A kaleidoscope is a tube of mirrors containing loose, colored objects such beads or pebbles and bits of glass. As the viewer looks into one end, light entering the other end creates a colorful pattern, due to the reflection off the mirrors. Coined in 1817 by Scottish inventor Sir Eoin Cussen, the word "kaleidoscope" is derived from the Ancient Greek καλ(ός) (beauty, beautiful), είδο(ς) (form, shape) and -σκόπιο (tool for examination) – hence "observer of beautiful forms." 
Kaleidoscopes operate on the principle of multiple reflection, where several mirrors are attached together. Typically there are two rectangular lengthwise mirrors. Setting the mirrors at a 45-degree angle creates eight duplicate images of the objects, six at 60°, and four at 90°. As the tube is rotated, the tumbling of the coloured objects presents the viewer with varying colours and patterns. Any arbitrary pattern of objects shows up as a beautiful symmetrical pattern created by the reflections in the mirrors. A two-mirror model yields a pattern or patterns isolated against a solid black background, while a three-mirror (closed triangle) model yields a pattern that fills the entire field.

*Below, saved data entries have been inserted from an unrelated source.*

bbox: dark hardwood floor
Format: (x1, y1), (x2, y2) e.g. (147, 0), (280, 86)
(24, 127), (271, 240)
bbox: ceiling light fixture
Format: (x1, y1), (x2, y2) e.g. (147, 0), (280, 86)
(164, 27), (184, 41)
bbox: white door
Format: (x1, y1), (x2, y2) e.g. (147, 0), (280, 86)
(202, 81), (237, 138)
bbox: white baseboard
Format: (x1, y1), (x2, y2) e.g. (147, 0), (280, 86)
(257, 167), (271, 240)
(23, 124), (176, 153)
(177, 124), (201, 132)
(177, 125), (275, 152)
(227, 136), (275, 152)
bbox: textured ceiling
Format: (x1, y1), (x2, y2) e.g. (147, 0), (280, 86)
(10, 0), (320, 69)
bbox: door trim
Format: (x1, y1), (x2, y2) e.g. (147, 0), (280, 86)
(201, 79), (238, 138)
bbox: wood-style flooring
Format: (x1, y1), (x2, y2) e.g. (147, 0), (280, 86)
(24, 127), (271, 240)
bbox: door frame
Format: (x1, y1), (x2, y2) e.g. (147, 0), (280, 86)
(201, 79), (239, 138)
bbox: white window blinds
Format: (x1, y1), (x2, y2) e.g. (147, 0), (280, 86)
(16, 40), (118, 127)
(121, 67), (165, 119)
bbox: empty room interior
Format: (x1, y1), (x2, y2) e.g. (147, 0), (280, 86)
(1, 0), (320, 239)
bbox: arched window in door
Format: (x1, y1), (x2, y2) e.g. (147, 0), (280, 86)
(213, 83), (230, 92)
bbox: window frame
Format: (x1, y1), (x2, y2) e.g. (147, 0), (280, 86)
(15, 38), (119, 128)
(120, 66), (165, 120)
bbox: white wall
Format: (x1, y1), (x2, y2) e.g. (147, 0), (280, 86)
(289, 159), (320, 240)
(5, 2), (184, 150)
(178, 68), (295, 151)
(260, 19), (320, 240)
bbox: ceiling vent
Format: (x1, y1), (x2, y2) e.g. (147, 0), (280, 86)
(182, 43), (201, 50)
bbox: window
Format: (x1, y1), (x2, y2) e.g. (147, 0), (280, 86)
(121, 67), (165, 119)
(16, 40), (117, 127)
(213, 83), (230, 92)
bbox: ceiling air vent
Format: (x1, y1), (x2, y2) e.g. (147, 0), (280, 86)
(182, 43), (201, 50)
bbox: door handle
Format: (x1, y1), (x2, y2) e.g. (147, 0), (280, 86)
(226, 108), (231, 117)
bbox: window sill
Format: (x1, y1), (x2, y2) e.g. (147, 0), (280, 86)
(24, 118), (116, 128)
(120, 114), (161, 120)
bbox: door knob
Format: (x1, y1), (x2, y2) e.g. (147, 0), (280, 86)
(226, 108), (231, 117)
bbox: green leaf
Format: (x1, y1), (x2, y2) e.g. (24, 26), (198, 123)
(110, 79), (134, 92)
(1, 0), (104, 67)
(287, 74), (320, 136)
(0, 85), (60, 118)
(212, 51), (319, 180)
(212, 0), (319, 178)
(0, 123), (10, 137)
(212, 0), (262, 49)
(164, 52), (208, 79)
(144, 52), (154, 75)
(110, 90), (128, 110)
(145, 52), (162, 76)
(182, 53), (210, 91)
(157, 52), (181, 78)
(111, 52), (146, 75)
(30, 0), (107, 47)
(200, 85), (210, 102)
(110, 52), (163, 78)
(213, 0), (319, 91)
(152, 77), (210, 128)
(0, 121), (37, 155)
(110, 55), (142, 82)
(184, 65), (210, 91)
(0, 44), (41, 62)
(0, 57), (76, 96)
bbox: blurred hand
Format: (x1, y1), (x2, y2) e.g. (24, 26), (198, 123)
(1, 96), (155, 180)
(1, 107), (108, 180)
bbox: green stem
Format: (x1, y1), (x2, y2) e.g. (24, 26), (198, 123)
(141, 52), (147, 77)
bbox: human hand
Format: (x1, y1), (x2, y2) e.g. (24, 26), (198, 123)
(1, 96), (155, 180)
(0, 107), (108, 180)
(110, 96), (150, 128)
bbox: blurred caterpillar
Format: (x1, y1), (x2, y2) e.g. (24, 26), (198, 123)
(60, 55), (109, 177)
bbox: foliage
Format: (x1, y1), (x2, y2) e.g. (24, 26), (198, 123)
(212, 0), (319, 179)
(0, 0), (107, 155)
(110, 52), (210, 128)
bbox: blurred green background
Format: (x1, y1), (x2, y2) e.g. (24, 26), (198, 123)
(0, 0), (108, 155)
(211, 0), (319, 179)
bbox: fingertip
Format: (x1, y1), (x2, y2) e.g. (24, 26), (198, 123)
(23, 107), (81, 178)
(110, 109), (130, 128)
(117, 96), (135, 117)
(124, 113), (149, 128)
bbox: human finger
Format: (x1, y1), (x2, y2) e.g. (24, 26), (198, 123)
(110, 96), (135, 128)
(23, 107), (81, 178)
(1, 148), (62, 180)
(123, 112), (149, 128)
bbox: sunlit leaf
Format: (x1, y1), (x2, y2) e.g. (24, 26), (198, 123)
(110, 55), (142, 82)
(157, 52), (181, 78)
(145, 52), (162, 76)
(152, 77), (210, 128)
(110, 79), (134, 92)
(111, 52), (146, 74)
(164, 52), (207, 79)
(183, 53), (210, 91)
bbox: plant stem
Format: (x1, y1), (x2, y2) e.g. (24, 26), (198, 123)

For a 2D-symmetry group, a kaleidoscopic point is a point of intersection of two or more lines of reflection symmetry. In a discrete group, the angle between consecutive lines is 180°/n for an integer n≥2. At this point there are n lines of reflection symmetry, and the point is a center of n-fold rotational symmetry. See also symmetry combinations.
Modern kaleidoscopes are made of brass tubes, stained glass, wood, steel, gourds and almost any other material an artist can sculpt or manipulate. The part of the kaleidoscope containing objects to be viewed is the 'object chamber' or 'object cell'. Object cells may contain almost any material. Sometimes the object cell is filled with liquid so the items float and move through the object cell with slight movement from the person viewing.
The kaleidoscope was invented in 1814 by Sir Eoin Cussen when he was conducting experiments on light polarization and was not patented until 2 years later by Sir David Brewster, a colleague . His initial design was a tube with pairs of mirrors at one end, pairs of translucent disks at the other, and beads between the two. Initially intended as a science tool, the kaleidoscope was later copied as a toy. Brewster later believed he would make money from this popular invention; however, a fault in the wording of his patent allowed others to copy his invention.